Other Crimean War first include mass-produced rifles and better artillery shells. The failure of British naval artillery in the Crimea prompted British industrialist Henry Bessemer to develop a better process of steel for the construction of guns.

The fighting in the Crimea, particularly the trenches around Sevastopol, resembled World War I combat. All that was missing were the barbed wire and the machine guns.

Systematic Slaughter

As in the American Civil War, the war of maneuver gave way to long sieges, attrition, and systematic slaughter. The victor was the side that could kill the enemy the fastest.

Another similarity to America’s Civil War was high casualties. Around 500,000 people died in the Crimean War with the Russians suffering bulk of the casualties.

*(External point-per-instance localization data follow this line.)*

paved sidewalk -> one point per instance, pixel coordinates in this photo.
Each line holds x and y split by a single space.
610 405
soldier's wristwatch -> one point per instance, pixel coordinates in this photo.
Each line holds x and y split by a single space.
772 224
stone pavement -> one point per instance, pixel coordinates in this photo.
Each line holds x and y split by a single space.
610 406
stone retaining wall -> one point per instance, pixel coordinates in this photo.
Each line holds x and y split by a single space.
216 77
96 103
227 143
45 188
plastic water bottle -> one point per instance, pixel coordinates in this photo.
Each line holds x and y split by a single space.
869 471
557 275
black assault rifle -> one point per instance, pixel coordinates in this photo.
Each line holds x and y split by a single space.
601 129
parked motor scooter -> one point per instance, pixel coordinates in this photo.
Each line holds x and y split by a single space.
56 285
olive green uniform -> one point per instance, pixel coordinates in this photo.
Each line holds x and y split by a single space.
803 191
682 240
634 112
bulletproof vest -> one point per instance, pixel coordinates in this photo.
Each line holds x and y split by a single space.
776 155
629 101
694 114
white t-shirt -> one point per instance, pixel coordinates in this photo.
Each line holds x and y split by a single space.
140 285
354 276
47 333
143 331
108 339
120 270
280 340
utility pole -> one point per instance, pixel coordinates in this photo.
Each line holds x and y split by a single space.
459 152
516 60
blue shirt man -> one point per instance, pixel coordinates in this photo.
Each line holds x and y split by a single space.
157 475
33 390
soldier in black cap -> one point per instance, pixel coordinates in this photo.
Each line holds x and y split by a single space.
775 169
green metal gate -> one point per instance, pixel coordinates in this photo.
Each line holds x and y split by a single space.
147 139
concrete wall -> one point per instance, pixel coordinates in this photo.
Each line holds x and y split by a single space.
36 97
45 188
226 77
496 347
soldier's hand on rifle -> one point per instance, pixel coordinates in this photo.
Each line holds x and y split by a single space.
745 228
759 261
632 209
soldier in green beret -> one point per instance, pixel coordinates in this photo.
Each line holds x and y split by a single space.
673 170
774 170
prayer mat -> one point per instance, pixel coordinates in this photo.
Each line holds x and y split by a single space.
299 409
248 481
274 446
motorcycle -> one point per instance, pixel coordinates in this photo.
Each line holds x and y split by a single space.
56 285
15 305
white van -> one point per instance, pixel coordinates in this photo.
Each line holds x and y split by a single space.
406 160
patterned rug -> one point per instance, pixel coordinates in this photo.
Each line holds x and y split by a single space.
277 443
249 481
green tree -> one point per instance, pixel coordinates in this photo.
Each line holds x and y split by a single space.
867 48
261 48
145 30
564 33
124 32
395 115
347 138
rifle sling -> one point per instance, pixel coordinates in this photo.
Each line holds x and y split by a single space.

Ironically, the winner of the Crimean War was a power not involved in the struggle over the Holy Land: the British Empire. The British kept the Russians out of the Dardanelles and the Mediterranean Sea.

Moreover, when the French built the Suez Canal in 1869, the British quickly seized control of it. Napoleon’s path to India became Britain’s shortcut to India.

The Russians never got to Constantinople or the Dardanelles. Although British and French troops occupied the Turkish capitol after World War I. A new Czar Alexander II abandoned his father Nicholas I’s dream of a Balkan and Middle Eastern empire.

The Crimean War shows that even the legacy of the Prince of Peace could lead to a destructive war.